Nel mantenimento della salute tiroidea, anche l’alimentazione gioca un ruolo cruciale poiché questa ghiandola necessita di specifici micronutrienti per funzionare al meglio. In soggetti con ipotiroidismo, una dieta equilibrata deve essere inclusiva di alimenti ricchi di iodio e selenio, due elementi fondamentali per il corretto funzionamento della tiroide.

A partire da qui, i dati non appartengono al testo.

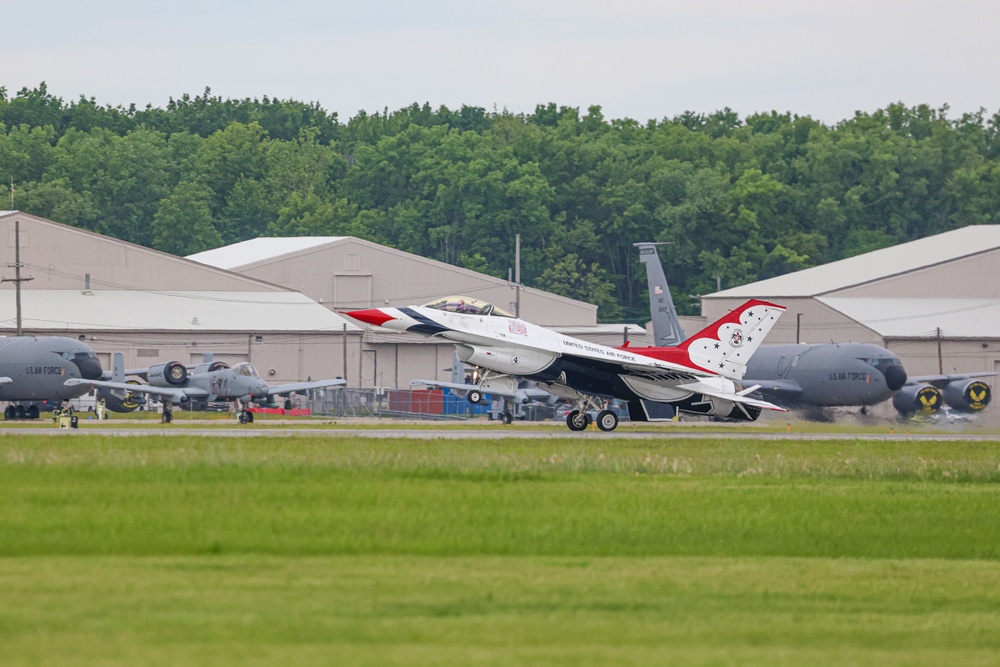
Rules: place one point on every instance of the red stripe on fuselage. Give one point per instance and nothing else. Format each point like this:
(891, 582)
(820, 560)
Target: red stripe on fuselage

«Un regime alimentare vario e personalizzato in base all’età e allo stile di vita rappresenta una valida strategia di prevenzione per alcune disfunzioni tiroidee, soprattutto quando arricchito con sale iodato, efficace a evitare le carenze di iodio, e con selenio, fondamentale per il metabolismo degli ormoni tiroidei e quindi per il buon funzionamento complessivo della ghiandola», evidenzia Colao. «Per incoraggiare la prevenzione e sensibilizzare l’opinione pubblica, è essenziale fare chiarezza su quali alimenti possano realmente influire sulla salute della tiroide, sgombrando il campo da fake news e falsi miti che persistono numerosi intorno a questi temi».
«Ne è un esempio la convinzione che eliminare il glutine dalla dieta possa migliorare la funzione tiroidea, anche in assenza di una diagnosi di celiachia o di sensibilità al glutine. In realtà, in condizioni normali eliminare il glutine non comporta alcun beneficio per la tiroide e al contrario se non gestito correttamente potrebbe determinare delle carenze nutrizionali”, aggiunge Castagna. «È vero, tuttavia, che alcune forme di tiroiditi autoimmuni, in particolare la tiroidite di Hashimoto, si associano più frequentemente ad altre patologie autoimmuni come ad esempio la celiachia. Solo nel caso quindi in cui le due patologie coesistono è necessario adottare una dieta priva di glutine. In genarle, in caso di problematiche accertate, è sempre importante affidarsi ad uno specialista, evitando pericolose pratiche “fai da te”».
Il ricettario “Dal Palato alla Tiroide è stato realizzato grazie al contributo degli utenti, alla collaborazione con specialisti endocrinologi e Sonia Peronaci, foodblogger e fondatrice di Giallo Zafferano.